J’entends très souvent cette remarque de la part de marques qui ne ciblent pas des ados et qui pensent donc qu’il est inutile pour elles d’aller sur Snapchat. Mais cette idée est fausse : il n’y a pas que des ados sur Snapchat, loin de là, et les 25-35 ans arrivent en masse actuellement. Décryptage d’une idée-reçue.

Commençons pas les chiffres

D’un point de vue purement factuel, la tranche d’age qui utilise le plus Snapchat est bien celle des 12-25 qui se sont très vite approprié les codes du réseau social éphémère. Mais si l’on regarde les projections réalisées par e-marketer pour les US, on se rend compte qu’à l’horizon 2021, il y aura plus de 24-35 que de 18-24. Aussi, la tranche d’age qui va le plus augmenter est celle des 35-44 ans qui aura presque triplé entre 2015 et 2021 atteignant presque les 10 millions d’utilisateurs à terme. On prévoit même quelques 4 millions d’utilisateurs entre 55 et 64 ans et plus de 2 millions de plus de 65 ans.

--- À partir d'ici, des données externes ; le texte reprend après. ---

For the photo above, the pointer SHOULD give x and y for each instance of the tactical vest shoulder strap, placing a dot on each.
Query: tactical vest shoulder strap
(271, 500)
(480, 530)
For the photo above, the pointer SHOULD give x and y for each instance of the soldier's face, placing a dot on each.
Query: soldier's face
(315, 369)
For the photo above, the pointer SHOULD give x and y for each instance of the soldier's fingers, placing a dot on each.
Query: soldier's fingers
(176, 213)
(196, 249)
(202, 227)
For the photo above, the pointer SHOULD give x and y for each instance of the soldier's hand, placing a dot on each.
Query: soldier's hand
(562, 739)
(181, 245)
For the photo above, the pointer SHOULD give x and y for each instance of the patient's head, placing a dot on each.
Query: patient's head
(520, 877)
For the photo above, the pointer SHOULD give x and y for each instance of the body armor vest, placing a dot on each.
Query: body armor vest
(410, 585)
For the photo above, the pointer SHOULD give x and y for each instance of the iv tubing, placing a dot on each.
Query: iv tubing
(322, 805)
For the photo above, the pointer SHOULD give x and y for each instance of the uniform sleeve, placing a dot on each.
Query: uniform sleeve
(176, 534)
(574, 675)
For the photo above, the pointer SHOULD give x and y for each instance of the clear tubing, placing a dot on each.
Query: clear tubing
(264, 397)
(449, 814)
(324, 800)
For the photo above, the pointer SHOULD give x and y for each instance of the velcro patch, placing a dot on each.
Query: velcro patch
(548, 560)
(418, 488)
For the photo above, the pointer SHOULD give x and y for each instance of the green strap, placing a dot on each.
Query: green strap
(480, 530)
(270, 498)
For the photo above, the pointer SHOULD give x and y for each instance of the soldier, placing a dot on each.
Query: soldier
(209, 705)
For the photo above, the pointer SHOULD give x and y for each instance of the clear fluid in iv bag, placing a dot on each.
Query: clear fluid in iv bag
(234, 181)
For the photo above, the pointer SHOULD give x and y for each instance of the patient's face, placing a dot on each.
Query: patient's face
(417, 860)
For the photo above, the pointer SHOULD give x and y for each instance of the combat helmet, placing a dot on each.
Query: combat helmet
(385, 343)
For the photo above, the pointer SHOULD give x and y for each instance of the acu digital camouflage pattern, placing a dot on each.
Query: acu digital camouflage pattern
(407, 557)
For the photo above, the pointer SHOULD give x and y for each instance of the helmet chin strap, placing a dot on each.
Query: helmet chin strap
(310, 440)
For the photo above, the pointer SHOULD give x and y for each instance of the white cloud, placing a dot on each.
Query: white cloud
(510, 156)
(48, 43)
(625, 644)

Autant dire que Snapchat n’est pas réservé exclusivement aux ados.

 

Pourquoi cette mauvaise interprétation ?

Pour Snapchat, toucher les millennials est un réel avantage qu’aucun autre réseau social ne possède, c’est donc pour cela que cet argument est largement mis en avant. D’autre part, le caractère novateur des lenses en fait la principale fonctionnalité dont on parle lorsque l’on évoque Snapchat. En effet, la première chose qui vous vient à l’esprit c’est le filtre avec les oreilles de chien (ou pour ceux qui sont là depuis plus longtemps, celui qui fait vomir un arc-en-ciel).

Ces fonctionnalités amusantes très prisées par les ados servent surtout à démontrer à un public très large les capacités technologiques de Snapchat. Car au delà de la possibilité d’ajouter des oreilles et de faire sortir une langue quand on ouvre la bouche, si on creuse un peu, on se rend compte que Snapchat détient une technologie qui est capable de reconnaître le visage avec précision mais aussi les objets (avec les world lenses et ces animations qui prennent en compte votre environnement comme l’arc en ciel sui coule du nuage et s’arrête sur le sol ou avant s’il y a un obstacle). On peut donc facilement envisager que la reconnaissance d’objets alliée avec des fonctionnalités moins connues comme le navigateur intégré à Snapchat (qui permet donc de visiter des pages web sans sortir de l’appli) permettront demain de vendre directement des produits présents sur les snaps. Mais si vous préférez penser que Snapchat ne sert qu’a danser en costume de lapin …

 

Erreur qui en découle : faire du kikoolol

L’erreur la plus fréquente à partir de là pour les marques, va consister à vouloir parler « jeunes ». Et comme sur tous les autres médias, il n’y a rien de pire qu’une marque qui essaye de faire jeune, ça tombe toujours à côté. Et surtout cela ne correspond pas avec la ligne éditoriale habituelle de la marque. Prenez par exemple les chaînes Discover. La plupart sont des médias s’adressant à des trentenaires voir bien plus (je ne parle évidemment pas de Melty qui s’adresse à un public très jeune). Les sujets, l’angle et même le ton (voire les expressions à grand renfort d’emojis) ou l’utilisation de snaps à vocation exclusivement divertissantes sont souvent très loin de ceux utilisés habituellement. Quel grand écart entre la couverture du magazine Paris Match (avec Mireille Darc qui « sourit à la vie après 2 comas et un arrêt cardiaque ») et les sujets sur Kev Adams, la nouvelle coiffure de Julien Doré, la photo de Bella Hadid en vacances en Jamaïque et les images du clip de Black M et Shakira issus de l’édition Discover du jour ?

Le Monde est le seul media a avoir su adapter son contenu à Snapchat sans perdre pour autant son identité. Le quotidien éditorialise ses sujets et s’attache à rendre les infos faciles d’accès en étant le plus pédagogue possible sans en rajouter dans les expressions de jeunes. Et cela semble marcher puisque leur partenariat avec Snapchat vient d’être reconduit pour une nouvelle année.

 

2 choses à retenir :

 

 Il y a tous les âges sur Snapchat et votre cible est forcément présente

 

 Il n’est pas nécessaire de se dénaturer pour engager les utilisateurs sur Snapchat ni de « parler jeune »

 

 

En espérant que les marques ne s’arrêteront plus à ce préjugé et considéreront Snapchat comme un outil potentiel pertinent pour leur stratégie Social Media.